I was wrong when I first looked at her. The life of this woman was likely anything but happy. The reason this woman looks so unhappy, sitting and holding a tiny white child is probably because her dignity was constantly stepped upon, and just holding another woman’s child will never be enough to erase that. No matter how pretty the baby is.
However: this project was good for me on many, many levels. I will never approach slavery the same way as I did before, as a time line. In my research, I read story after story of women who had to put a tiny white child before their own: and while it is good perhaps to put others before yourself, to sacrifice for the good of others, this should never extend into the realm of motherhood, which I believe is sacred.
I suppose the project changed the lens through which I view slavery: one of the first pieces of literature I read when I began researching told me that ‘domestic slaves were treated better than other slaves, and they had special privileges.’ So I thought I was on the track to learn about a sort of chasm within slavery that wasn’t really ‘slavery’- you know, where you get to sit and play with a baby all day, one that wasn’t brutal, and wasn’t an instrument of abuse.

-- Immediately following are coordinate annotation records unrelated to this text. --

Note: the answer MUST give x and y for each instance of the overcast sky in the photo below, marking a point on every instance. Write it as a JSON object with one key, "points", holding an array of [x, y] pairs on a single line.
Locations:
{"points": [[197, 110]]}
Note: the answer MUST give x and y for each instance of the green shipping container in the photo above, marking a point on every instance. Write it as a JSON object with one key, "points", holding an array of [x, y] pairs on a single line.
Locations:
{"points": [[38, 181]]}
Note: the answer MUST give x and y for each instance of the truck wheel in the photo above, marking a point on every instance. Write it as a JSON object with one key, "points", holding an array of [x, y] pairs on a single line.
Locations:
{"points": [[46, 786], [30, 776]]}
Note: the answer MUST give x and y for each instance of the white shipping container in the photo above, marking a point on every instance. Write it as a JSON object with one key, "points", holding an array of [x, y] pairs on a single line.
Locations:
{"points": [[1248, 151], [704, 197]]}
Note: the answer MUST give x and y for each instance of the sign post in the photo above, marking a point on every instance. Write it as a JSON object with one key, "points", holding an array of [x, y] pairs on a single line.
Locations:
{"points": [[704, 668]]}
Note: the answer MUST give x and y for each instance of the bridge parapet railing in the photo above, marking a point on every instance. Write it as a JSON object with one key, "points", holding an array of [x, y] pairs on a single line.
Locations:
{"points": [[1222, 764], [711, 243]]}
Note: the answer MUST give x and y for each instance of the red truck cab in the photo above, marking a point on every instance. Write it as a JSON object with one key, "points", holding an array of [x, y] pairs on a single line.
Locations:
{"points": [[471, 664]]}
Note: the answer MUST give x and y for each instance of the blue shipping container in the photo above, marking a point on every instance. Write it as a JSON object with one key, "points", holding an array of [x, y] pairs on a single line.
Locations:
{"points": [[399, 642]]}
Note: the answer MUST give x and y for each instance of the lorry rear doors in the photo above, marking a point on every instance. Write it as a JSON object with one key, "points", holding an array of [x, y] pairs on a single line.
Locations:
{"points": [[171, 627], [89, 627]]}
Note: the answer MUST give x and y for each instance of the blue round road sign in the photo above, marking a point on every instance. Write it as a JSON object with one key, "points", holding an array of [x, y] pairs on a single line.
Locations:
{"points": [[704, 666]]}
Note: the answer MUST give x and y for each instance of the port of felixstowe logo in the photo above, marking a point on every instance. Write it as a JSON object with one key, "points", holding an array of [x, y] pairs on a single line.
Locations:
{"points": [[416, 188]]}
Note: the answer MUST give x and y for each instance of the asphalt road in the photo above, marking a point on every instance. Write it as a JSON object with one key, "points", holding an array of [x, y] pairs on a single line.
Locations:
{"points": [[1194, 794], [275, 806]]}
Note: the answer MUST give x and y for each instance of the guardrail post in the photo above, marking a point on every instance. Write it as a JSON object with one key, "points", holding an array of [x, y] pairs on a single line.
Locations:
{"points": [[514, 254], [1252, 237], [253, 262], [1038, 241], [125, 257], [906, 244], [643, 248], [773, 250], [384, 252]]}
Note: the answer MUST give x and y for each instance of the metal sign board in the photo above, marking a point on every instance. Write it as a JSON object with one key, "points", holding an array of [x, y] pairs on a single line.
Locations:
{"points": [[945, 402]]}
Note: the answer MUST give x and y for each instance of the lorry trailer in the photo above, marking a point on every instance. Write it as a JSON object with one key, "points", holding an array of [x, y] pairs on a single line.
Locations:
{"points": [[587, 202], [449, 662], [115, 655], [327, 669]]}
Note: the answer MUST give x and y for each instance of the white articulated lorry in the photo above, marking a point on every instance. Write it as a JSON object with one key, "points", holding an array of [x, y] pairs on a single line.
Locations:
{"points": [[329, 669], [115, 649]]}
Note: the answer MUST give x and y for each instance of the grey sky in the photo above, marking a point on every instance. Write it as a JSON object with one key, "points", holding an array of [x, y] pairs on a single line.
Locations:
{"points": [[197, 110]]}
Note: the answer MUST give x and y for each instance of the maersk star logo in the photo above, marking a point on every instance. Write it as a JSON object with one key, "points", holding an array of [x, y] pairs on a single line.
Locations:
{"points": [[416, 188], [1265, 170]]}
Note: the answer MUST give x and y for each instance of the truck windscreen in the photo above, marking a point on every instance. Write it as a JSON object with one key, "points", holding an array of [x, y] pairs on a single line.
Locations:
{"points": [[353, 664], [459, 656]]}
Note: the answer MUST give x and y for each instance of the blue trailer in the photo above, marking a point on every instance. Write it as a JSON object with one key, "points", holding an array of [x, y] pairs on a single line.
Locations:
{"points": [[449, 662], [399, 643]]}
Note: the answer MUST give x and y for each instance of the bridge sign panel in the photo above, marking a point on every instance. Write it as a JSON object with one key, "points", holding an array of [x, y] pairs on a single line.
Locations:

I was surprised, then, when most of the rest of my research contradicted this, and I was faced with an image that contradicted that- and then I got angry. I want to reach back through the decades and rectify it. But I cannot, and I am left wondering if there was something in the water. “They must have ‘drunk the Kool-Aid’” I think.
It’s simple, easy to dismiss it that way. To assume that it is because there is something wrong with people that racism exists today, and that there was deeply something ‘wrong’ with people who owned slaves, who regularly beat their slaves to keep them “accustomed to being whipped.” It’s not this easily dismissed from my mind though, and the dh has been truly frustrated with me for the energy I’ve put into thinking about this. After all, I have three projects and two more paper due this week, and I’m always late to my classes because the baby nurses and nurses and nurses, and I can’t just bring her to class. But if I put this down now, and step away from it, I won’t ever be able to completely understand it. I must push through the uncomfortable things I’ve read and read some more.
I am still angry, but I am going to continue reading. I didn’t reach any understanding that I could neatly put away and say “now I understand it,” and I will probably always be uncomfortable with it, but because I feel like it is important, not just for me as a person, but for me as a mother, and a daughter/wife/sister, to challenge the way I feel about this.
I’m probably still wrong, but I wanted to thank you for this project. I am fairly certain my research revealed the same old ideas, and you will be unimpressed. But know that this changed my understanding, and I'm sitting here thinking "you set me up for this!"- Thank you.